Inverter duty motors also have higher resistance to voltage spikes generated by the reflected waves from the VFD. These motors include shaft grounding rings to steer harmful shaft currents away from the motor bearings, minimizing the electrical discharge machine (EMD)-induced etching that can lead to bearing failure. The winding thermostats on inverter duty motors can also be monitored by the control system, warning operators when safe motor operating temperatures are exceeded.
When even faster responses and tighter control over metering pump flow rates are necessary, vector duty motors can be employed. These motors offer as much as 5,000:1 turn down ratio, enabling a four-pole motor to drive a constant torque load from 1,800 rpm down to just 0.36 rpm. When equipped with encoders and driven by vector duty VFDs, the precision control they deliver is excellent.
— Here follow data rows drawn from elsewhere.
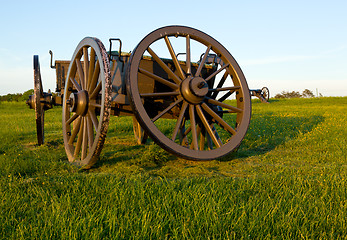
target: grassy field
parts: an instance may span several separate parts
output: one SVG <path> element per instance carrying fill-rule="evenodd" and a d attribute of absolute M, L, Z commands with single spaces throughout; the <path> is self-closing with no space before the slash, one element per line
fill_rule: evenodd
<path fill-rule="evenodd" d="M 237 153 L 178 159 L 112 117 L 100 161 L 67 162 L 61 108 L 0 103 L 0 239 L 347 239 L 347 98 L 253 101 Z"/>

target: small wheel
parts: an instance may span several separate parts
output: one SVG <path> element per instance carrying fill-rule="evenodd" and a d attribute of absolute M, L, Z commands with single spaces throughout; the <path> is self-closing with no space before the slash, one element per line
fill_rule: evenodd
<path fill-rule="evenodd" d="M 137 144 L 145 144 L 147 142 L 148 135 L 143 130 L 139 122 L 136 120 L 136 117 L 133 116 L 133 129 L 134 129 L 134 136 L 137 141 Z"/>
<path fill-rule="evenodd" d="M 261 95 L 263 96 L 263 98 L 268 102 L 270 99 L 270 91 L 267 87 L 263 87 L 261 89 Z"/>
<path fill-rule="evenodd" d="M 169 26 L 148 34 L 129 59 L 126 81 L 141 127 L 180 157 L 222 157 L 247 132 L 251 99 L 246 79 L 231 54 L 199 30 Z"/>
<path fill-rule="evenodd" d="M 45 111 L 44 105 L 41 104 L 41 99 L 44 98 L 41 72 L 40 72 L 40 62 L 39 56 L 34 55 L 34 108 L 35 108 L 35 118 L 36 118 L 36 134 L 37 134 L 37 144 L 40 146 L 44 143 L 44 121 L 45 121 Z"/>
<path fill-rule="evenodd" d="M 63 98 L 63 137 L 70 162 L 91 167 L 102 150 L 111 104 L 109 60 L 102 42 L 86 37 L 77 46 Z"/>

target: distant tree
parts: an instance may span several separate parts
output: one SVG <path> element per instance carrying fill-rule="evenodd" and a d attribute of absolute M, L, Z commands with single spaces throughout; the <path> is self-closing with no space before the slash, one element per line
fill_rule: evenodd
<path fill-rule="evenodd" d="M 299 92 L 292 91 L 292 92 L 286 92 L 282 91 L 279 94 L 276 94 L 275 98 L 300 98 L 302 95 Z"/>
<path fill-rule="evenodd" d="M 277 93 L 275 95 L 275 98 L 284 98 L 283 92 L 282 93 Z"/>
<path fill-rule="evenodd" d="M 312 98 L 314 97 L 314 94 L 312 91 L 308 90 L 308 89 L 305 89 L 303 92 L 302 92 L 302 96 L 304 98 Z"/>
<path fill-rule="evenodd" d="M 299 92 L 292 91 L 288 93 L 288 98 L 300 98 L 302 95 Z"/>
<path fill-rule="evenodd" d="M 22 97 L 21 97 L 21 100 L 22 101 L 26 101 L 29 99 L 29 96 L 30 95 L 33 95 L 34 94 L 34 89 L 29 89 L 28 91 L 24 92 Z"/>

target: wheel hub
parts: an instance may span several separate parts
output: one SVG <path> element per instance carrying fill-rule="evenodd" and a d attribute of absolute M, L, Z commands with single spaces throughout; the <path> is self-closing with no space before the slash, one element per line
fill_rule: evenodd
<path fill-rule="evenodd" d="M 207 93 L 207 82 L 201 77 L 188 77 L 181 83 L 181 94 L 191 104 L 201 103 Z"/>
<path fill-rule="evenodd" d="M 71 93 L 66 103 L 70 106 L 70 112 L 76 112 L 78 115 L 84 116 L 88 112 L 88 92 L 81 90 L 77 93 Z"/>

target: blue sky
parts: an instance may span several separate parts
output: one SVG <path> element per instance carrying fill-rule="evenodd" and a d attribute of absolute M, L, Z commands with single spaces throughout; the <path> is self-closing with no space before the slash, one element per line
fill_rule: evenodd
<path fill-rule="evenodd" d="M 166 25 L 197 28 L 235 57 L 251 89 L 318 90 L 347 96 L 347 1 L 2 1 L 0 95 L 33 88 L 38 54 L 44 89 L 55 89 L 54 59 L 69 60 L 81 39 L 94 36 L 108 49 L 121 38 L 132 51 Z"/>

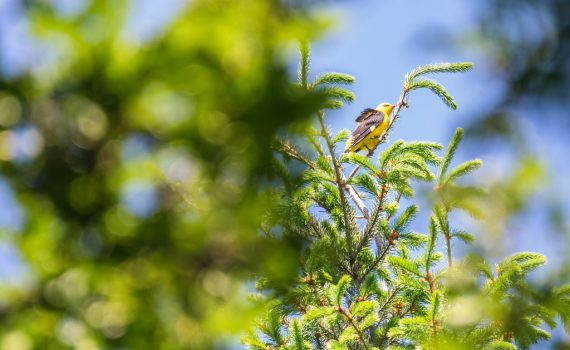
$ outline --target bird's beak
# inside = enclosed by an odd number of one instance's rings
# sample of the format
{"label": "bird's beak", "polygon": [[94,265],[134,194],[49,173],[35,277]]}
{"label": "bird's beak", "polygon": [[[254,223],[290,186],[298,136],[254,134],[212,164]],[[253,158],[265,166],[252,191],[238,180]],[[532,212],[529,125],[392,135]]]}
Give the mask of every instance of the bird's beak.
{"label": "bird's beak", "polygon": [[397,106],[396,104],[393,104],[393,105],[392,105],[392,109],[396,108],[396,106]]}

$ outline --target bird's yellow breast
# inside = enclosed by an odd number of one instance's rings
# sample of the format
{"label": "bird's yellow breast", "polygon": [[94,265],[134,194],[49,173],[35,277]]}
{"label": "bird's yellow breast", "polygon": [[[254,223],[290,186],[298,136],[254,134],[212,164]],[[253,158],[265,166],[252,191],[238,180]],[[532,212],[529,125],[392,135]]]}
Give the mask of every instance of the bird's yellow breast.
{"label": "bird's yellow breast", "polygon": [[366,147],[368,149],[374,148],[378,143],[378,139],[382,137],[382,134],[384,134],[384,132],[388,128],[389,122],[390,122],[389,118],[385,117],[384,120],[382,121],[382,124],[377,126],[371,126],[370,134],[366,135],[366,137],[362,141],[360,141],[358,145],[354,145],[351,148],[353,149],[359,149],[362,147]]}

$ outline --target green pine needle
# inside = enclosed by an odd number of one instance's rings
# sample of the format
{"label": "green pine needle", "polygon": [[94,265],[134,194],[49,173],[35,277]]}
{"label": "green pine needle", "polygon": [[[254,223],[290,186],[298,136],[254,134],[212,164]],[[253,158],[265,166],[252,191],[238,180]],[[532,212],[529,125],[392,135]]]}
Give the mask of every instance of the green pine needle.
{"label": "green pine needle", "polygon": [[366,316],[373,312],[376,307],[378,306],[378,302],[376,300],[365,300],[358,303],[355,303],[352,307],[352,315],[353,316]]}
{"label": "green pine needle", "polygon": [[323,109],[341,109],[344,103],[337,100],[328,100],[324,103]]}
{"label": "green pine needle", "polygon": [[351,91],[338,86],[321,87],[317,91],[323,93],[329,99],[336,99],[346,103],[352,103],[356,99],[356,96]]}
{"label": "green pine needle", "polygon": [[293,323],[291,324],[291,333],[293,334],[295,349],[304,350],[303,332],[297,319],[294,319]]}
{"label": "green pine needle", "polygon": [[554,294],[558,297],[567,296],[570,297],[570,284],[554,289]]}
{"label": "green pine needle", "polygon": [[419,232],[409,232],[400,235],[400,242],[412,249],[418,249],[427,242],[426,235]]}
{"label": "green pine needle", "polygon": [[430,300],[430,304],[431,304],[431,310],[430,310],[430,318],[432,321],[437,320],[437,316],[440,312],[440,306],[441,306],[441,293],[438,291],[435,291],[432,295],[431,295],[431,300]]}
{"label": "green pine needle", "polygon": [[319,320],[323,317],[326,317],[334,312],[334,308],[332,306],[326,307],[315,307],[311,310],[307,311],[306,314],[303,315],[303,322],[310,323],[316,320]]}
{"label": "green pine needle", "polygon": [[355,78],[352,75],[344,74],[344,73],[325,73],[319,75],[315,82],[313,83],[314,86],[319,85],[326,85],[326,84],[344,84],[344,85],[351,85],[355,81]]}
{"label": "green pine needle", "polygon": [[372,196],[376,196],[380,191],[376,181],[370,174],[360,174],[350,179],[350,183]]}
{"label": "green pine needle", "polygon": [[299,83],[303,88],[306,89],[311,55],[311,47],[307,41],[300,43],[299,52],[301,54],[301,62],[299,65]]}
{"label": "green pine needle", "polygon": [[333,182],[334,178],[333,175],[329,172],[322,170],[322,169],[308,169],[303,174],[302,178],[303,182],[311,183],[311,182],[320,182],[320,181],[327,181]]}
{"label": "green pine needle", "polygon": [[483,257],[477,254],[468,254],[463,259],[464,265],[483,274],[487,279],[493,279],[493,271],[491,266]]}
{"label": "green pine needle", "polygon": [[411,223],[411,221],[418,214],[418,211],[419,211],[419,208],[415,204],[412,204],[409,207],[407,207],[406,210],[404,210],[404,212],[402,213],[402,215],[400,215],[396,219],[396,224],[394,225],[394,230],[396,230],[397,232],[403,232],[404,230],[406,230],[408,225]]}
{"label": "green pine needle", "polygon": [[542,254],[515,253],[499,263],[497,278],[488,286],[489,291],[494,295],[500,295],[544,264],[546,257]]}
{"label": "green pine needle", "polygon": [[533,252],[519,252],[512,254],[501,261],[499,267],[502,270],[505,270],[508,266],[513,265],[523,265],[528,264],[529,262],[540,262],[541,264],[546,263],[546,257],[539,253]]}
{"label": "green pine needle", "polygon": [[336,292],[336,304],[340,306],[342,304],[342,297],[344,293],[346,293],[348,287],[350,287],[350,282],[352,279],[349,275],[344,275],[340,278],[337,284],[337,292]]}
{"label": "green pine needle", "polygon": [[386,167],[388,161],[390,161],[398,154],[398,151],[400,151],[400,148],[403,145],[404,145],[404,140],[397,140],[394,143],[392,143],[392,145],[390,145],[388,148],[386,148],[384,152],[380,154],[381,168]]}
{"label": "green pine needle", "polygon": [[467,244],[471,244],[475,241],[475,236],[466,231],[455,231],[451,236],[457,237],[458,239],[462,240],[464,243]]}
{"label": "green pine needle", "polygon": [[441,205],[435,205],[433,207],[433,212],[435,213],[436,224],[438,228],[442,230],[443,228],[447,228],[449,226],[448,217],[447,217],[447,210]]}
{"label": "green pine needle", "polygon": [[390,263],[393,268],[398,268],[410,272],[418,277],[423,277],[418,266],[413,261],[406,258],[400,256],[389,256],[388,263]]}
{"label": "green pine needle", "polygon": [[431,264],[433,262],[433,252],[435,249],[436,241],[437,241],[437,225],[435,223],[435,218],[432,215],[429,218],[429,238],[428,238],[428,244],[427,244],[426,255],[425,255],[426,271],[429,271],[431,268]]}
{"label": "green pine needle", "polygon": [[445,152],[445,156],[443,156],[443,162],[441,164],[441,167],[439,168],[439,175],[438,175],[439,185],[442,185],[443,177],[447,172],[447,168],[449,168],[449,164],[451,164],[451,160],[453,159],[455,151],[457,151],[457,147],[459,146],[459,143],[461,142],[462,138],[463,138],[463,129],[457,128],[455,130],[455,134],[453,134],[453,138],[451,139],[449,146],[447,146],[447,151]]}
{"label": "green pine needle", "polygon": [[475,171],[481,167],[483,162],[480,159],[468,160],[449,171],[449,174],[445,178],[444,183],[448,184],[454,182],[457,178],[465,176],[472,171]]}
{"label": "green pine needle", "polygon": [[373,174],[377,171],[374,164],[372,164],[370,158],[355,152],[344,153],[341,156],[341,161],[349,164],[354,164],[360,167],[364,167],[365,169],[370,170],[370,172]]}
{"label": "green pine needle", "polygon": [[[338,341],[341,344],[348,344],[357,339],[358,339],[358,333],[356,332],[356,329],[354,329],[353,327],[346,327],[338,337]],[[349,348],[345,348],[345,350],[348,349]]]}
{"label": "green pine needle", "polygon": [[326,171],[331,175],[334,174],[331,163],[329,162],[329,160],[326,157],[320,156],[319,158],[317,158],[317,161],[315,162],[315,164],[319,169]]}
{"label": "green pine needle", "polygon": [[[352,329],[352,328],[350,328]],[[338,340],[331,339],[327,342],[327,349],[331,350],[348,350],[348,347],[345,344],[342,344]]]}
{"label": "green pine needle", "polygon": [[410,83],[409,87],[411,90],[422,89],[422,88],[429,89],[434,94],[439,96],[439,98],[443,101],[443,103],[445,103],[449,108],[454,110],[457,109],[457,104],[455,104],[453,97],[449,94],[449,92],[447,92],[447,90],[445,90],[443,85],[441,85],[435,80],[431,79],[414,80]]}
{"label": "green pine needle", "polygon": [[333,144],[337,144],[339,142],[345,142],[350,137],[350,130],[342,129],[338,134],[335,135],[333,138]]}
{"label": "green pine needle", "polygon": [[273,308],[269,312],[265,334],[278,344],[284,341],[281,334],[281,314],[277,308]]}
{"label": "green pine needle", "polygon": [[411,166],[412,168],[415,168],[416,170],[421,172],[422,176],[419,177],[418,179],[424,181],[432,181],[434,179],[433,173],[429,170],[429,167],[425,163],[425,160],[418,158],[419,157],[408,156],[404,160],[402,160],[402,164]]}
{"label": "green pine needle", "polygon": [[432,63],[418,67],[406,75],[406,81],[411,83],[413,79],[420,75],[430,73],[463,73],[473,68],[472,62],[458,63]]}
{"label": "green pine needle", "polygon": [[368,275],[360,285],[360,294],[369,294],[377,288],[376,276]]}
{"label": "green pine needle", "polygon": [[489,350],[517,350],[517,347],[511,343],[502,340],[495,340],[489,344]]}

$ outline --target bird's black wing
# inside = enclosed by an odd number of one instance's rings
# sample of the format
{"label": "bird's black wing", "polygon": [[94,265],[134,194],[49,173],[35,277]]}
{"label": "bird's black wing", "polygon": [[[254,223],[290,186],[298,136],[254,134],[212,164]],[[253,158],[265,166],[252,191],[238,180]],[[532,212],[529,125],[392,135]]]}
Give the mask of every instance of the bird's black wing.
{"label": "bird's black wing", "polygon": [[360,112],[360,115],[356,118],[356,122],[360,123],[361,121],[363,121],[364,119],[366,119],[369,115],[377,113],[378,111],[372,108],[366,108],[365,110],[363,110],[362,112]]}
{"label": "bird's black wing", "polygon": [[[371,130],[371,127],[377,128],[378,125],[382,124],[382,122],[384,122],[384,113],[375,111],[372,116],[360,123],[356,130],[352,132],[350,147],[364,140],[366,136],[372,132],[373,129]],[[348,147],[348,149],[350,149],[350,147]]]}

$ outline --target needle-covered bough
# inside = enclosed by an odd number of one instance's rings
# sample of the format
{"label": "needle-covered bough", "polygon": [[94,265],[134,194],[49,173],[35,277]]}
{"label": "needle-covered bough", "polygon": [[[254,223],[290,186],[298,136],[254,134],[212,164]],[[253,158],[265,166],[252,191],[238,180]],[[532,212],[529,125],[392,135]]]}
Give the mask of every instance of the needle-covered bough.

Getting Smart About Dosing Control
Every wastewater treatment facility’s processing needs are different. System architecture and control scheme will dictate the response time and precision required to meet them. Motor manufacturers have developed multiple technologies, each with their own cost/performance benefits that are suitable for powering the variable speed metering pumps that are integral to the wastewater treatment process.
By choosing the right motor technology for the job, plant operators will be able to achieve the required level of performance while minimizing costs.